Sarcolytic - Thee Arcane Progeny (2010)
What is it with musicians? Is it that there really are so few of them actually willing to get off their arses and do something, or are they just the insular, incestuous bunch they appear? Yet again a band comes from left field (granted, they did so at the beginning of the year, but this blog didn't exist then) to totally side-swipe me, only for me to find out that it's another fucking supergroup!
After a fashion anyway: Sarcolytic come strutting like the technical death metal aficionados they are, boasting members of Images of Violence and Disgorge. Unlike either of these two bands however, Sarcolytic is not just another moniker preceding the standard brutal-death assault which - while I love - we've all heard a thousand times. Sarcolytic take a darkly Sci-Fi tinged, lyrical approach to a sound which while being both heavy as fuck and technical as bastardry is tinged with elements of black metal in the form of complex open chords which break up technical yet catchy riffing. Particularly apparent on the title track and Emissary, its appearance on the latter also demonstrates some excellent interplay between the guitars and Denton's almost jazzy bass that adds another layer to an already complex, yet well constructed track. This is not to say that there's a lack of pace on this release; at times reminiscent of their technical US counterparts, at others sporting an almost melodic dissonance more usually found on more 'necro' releases, Sarcolytic combine these influences in a manner that is, if not always particularly original, certainly very well executed and incredibly memorable.

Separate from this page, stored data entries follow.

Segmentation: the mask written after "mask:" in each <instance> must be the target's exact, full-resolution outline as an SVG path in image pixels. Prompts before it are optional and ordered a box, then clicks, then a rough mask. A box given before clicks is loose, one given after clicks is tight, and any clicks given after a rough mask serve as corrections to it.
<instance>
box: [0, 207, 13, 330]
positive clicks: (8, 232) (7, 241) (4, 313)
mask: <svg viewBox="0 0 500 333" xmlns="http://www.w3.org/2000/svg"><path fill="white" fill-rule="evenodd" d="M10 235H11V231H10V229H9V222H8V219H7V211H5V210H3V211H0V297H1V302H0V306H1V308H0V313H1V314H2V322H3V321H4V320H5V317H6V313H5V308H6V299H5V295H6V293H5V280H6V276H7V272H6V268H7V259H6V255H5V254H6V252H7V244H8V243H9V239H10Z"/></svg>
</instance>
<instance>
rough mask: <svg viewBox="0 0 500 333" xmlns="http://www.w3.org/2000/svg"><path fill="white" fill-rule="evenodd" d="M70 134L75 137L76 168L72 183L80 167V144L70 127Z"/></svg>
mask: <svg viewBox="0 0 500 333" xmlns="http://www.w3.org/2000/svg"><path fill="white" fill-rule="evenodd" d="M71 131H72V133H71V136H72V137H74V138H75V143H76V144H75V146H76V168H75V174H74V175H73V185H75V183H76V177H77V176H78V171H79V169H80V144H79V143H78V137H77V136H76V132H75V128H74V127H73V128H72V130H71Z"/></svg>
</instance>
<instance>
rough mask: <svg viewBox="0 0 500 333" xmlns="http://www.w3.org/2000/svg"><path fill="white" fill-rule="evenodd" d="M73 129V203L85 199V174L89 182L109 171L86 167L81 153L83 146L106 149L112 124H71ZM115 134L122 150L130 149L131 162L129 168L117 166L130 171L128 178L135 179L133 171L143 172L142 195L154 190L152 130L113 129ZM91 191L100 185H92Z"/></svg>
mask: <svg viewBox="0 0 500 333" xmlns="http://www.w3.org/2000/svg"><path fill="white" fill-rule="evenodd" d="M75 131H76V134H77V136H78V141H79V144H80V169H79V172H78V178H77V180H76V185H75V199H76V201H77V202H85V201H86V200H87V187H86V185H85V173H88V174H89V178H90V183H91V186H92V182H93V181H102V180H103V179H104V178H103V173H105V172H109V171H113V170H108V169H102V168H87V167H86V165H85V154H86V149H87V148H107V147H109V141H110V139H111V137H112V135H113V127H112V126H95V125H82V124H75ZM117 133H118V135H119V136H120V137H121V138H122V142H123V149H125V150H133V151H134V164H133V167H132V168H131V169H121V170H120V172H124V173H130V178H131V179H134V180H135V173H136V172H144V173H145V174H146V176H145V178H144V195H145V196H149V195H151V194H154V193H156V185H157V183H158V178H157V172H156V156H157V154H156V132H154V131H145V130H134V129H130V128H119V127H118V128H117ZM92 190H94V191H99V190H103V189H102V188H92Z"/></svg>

There is, in contrast to Disgorge and IoV, a distinct influence from the mainstream of death metal here - there are elements of Nile, Behemoth et al, all of whom have flirted to some degree with the blackened sound - but Sarcolytic manage to make their moments of grimness seem fresh. I'm not sure whether it is the Disgorge-inspired brutality preceding them or whether that in tracks so full of complicated, technical mastery, these sections come as a welcome focal point to make the tracks instantly distinguishable from their predecessors. Whatever it is: it fucking works. Furthermore, it serves to remove any doubt that this is a band in its own right - this isn't some second-rate Disgorge tribute.
I can see why some fans of Disgorge and Images of Violence may not immediately warm to this release. That being said, not only is the guitar work mind-fuckingly technical and gratifyingly varied, the bass both expertly played and mixed, old-school vocals thanks to John Zig; guttural and complimentary - all held together with amazingly tight drumming which up the feel of brutality without dominating the track - not only do Sarcolytic do all of this, but at the same time create a truly dark atmosphere which sucks you in to both the music and the lyrical expositions as well. Building on what they'd already proved themselves doing; these guys have forged their own musical identity.